Finally, with our romantic natures satisfied, I requested that MY BROTHER tell me what went between the lines of what Henrietta had spoken at the convention. I was amazed; one moment there was absolutely no doubt that there was my one hundred percent sister Henrietta kneeling across from me, the next it was ... well, not Henry exactly, at least not the old Henry, but a sort of Hybrid - Henry in the role of Henrietta, casting off the role for a moment while still staying enough into it to readopt it at a moments notice, but on the other hand, quite ready to abandon the outward signs of it for a return to pants, should that be desired. They, for there was I felt, at that moment in time almost two separate but joined entities occupying the body before me, much like a mental version of the Siamese twins we had seen at the Exposition in Chicago ten years ago - they, in fact, asked me just that, which I preferred physically at that moment, Henrietta or Henry, a male or female outward appearance. I replied that I was rather enjoying my sister and that I could wait till Monday to see her in pants!

He informed me that what Henrietta had spoken from the podium that afternoon was true and sincere.
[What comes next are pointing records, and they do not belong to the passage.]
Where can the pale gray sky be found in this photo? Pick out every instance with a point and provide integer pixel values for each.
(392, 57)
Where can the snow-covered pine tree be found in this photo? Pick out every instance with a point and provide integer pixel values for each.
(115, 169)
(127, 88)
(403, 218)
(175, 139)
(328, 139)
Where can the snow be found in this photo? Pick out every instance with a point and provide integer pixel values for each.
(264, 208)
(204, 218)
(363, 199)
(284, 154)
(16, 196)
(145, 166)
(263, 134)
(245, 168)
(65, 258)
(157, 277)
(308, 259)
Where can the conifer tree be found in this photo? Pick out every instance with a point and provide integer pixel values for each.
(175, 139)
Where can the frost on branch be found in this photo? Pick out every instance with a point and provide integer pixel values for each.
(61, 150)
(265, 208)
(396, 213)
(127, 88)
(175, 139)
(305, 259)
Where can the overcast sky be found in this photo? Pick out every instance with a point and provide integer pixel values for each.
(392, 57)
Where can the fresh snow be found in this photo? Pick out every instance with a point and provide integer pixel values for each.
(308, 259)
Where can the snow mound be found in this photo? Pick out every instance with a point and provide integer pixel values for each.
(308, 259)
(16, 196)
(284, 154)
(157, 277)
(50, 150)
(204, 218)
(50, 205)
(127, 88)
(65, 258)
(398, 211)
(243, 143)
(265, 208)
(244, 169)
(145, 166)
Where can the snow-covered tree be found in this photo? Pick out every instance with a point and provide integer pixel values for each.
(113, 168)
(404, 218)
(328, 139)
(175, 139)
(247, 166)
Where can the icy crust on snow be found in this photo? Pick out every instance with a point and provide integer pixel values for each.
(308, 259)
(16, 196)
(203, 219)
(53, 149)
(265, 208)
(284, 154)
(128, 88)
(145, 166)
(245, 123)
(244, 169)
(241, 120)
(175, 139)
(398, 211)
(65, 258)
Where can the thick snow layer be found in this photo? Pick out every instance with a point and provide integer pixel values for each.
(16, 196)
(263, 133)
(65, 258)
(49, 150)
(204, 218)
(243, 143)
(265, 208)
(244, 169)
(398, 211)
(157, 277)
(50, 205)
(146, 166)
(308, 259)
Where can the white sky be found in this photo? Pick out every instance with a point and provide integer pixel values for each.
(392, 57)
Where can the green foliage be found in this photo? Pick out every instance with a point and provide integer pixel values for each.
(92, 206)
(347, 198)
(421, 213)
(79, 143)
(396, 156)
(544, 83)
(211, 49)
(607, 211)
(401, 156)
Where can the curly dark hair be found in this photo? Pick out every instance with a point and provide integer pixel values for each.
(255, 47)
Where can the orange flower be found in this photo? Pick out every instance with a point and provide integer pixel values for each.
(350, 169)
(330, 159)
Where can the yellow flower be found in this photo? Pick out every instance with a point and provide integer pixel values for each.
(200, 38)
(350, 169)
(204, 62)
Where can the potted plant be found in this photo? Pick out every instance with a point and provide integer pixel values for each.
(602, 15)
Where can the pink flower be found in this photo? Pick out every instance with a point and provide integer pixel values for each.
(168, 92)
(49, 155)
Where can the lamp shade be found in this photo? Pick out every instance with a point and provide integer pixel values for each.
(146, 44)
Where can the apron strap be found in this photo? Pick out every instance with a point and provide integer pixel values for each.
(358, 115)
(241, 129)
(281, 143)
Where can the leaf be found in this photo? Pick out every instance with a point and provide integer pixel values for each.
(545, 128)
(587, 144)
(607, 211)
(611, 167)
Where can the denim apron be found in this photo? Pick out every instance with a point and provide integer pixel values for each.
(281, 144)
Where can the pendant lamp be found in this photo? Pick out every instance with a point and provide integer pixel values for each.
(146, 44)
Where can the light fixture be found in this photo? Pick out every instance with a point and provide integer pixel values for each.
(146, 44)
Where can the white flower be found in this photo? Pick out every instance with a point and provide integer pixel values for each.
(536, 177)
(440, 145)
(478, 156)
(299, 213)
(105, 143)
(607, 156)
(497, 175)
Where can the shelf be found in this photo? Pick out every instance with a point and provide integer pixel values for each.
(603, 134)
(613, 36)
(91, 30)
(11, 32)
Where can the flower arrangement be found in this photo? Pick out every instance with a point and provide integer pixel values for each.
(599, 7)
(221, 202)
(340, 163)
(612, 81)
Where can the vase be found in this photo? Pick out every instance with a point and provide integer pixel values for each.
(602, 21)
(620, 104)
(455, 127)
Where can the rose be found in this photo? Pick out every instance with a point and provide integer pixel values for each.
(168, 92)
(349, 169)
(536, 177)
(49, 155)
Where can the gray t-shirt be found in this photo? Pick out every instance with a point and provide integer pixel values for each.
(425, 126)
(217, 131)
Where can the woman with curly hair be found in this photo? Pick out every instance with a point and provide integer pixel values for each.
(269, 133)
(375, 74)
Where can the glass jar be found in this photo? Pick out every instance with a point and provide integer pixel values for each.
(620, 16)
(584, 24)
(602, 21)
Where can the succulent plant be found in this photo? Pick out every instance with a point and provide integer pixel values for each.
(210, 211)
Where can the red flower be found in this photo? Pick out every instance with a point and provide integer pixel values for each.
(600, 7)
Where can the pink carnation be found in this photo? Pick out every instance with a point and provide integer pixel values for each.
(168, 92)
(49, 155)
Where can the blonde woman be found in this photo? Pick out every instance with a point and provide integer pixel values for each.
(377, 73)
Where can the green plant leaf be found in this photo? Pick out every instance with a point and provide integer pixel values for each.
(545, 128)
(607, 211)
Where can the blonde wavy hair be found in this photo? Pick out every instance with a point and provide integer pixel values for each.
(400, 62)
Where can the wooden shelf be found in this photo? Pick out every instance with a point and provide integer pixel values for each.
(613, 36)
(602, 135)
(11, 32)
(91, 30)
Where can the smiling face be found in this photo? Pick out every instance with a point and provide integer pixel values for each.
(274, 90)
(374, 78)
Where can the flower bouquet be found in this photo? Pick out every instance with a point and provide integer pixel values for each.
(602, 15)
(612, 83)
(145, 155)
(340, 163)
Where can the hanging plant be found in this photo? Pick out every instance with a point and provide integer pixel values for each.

That his love for Patricia and his surety of her love for him had the day before brought about an epiphany. His reference to Saul and the road to Damascus was, he admitted, somewhat overly dramatic, but it was true, he had come to believe, that love conquers all. Given that my brother IS in love and therefore most likely does believe Patricia to be at least to some extent divine, I replied that I could, and had accepted that, but felt that there was more to my new sister's story than what had been revealed at the convention. He smiled. "Ah, sis," he said, "you know me too well."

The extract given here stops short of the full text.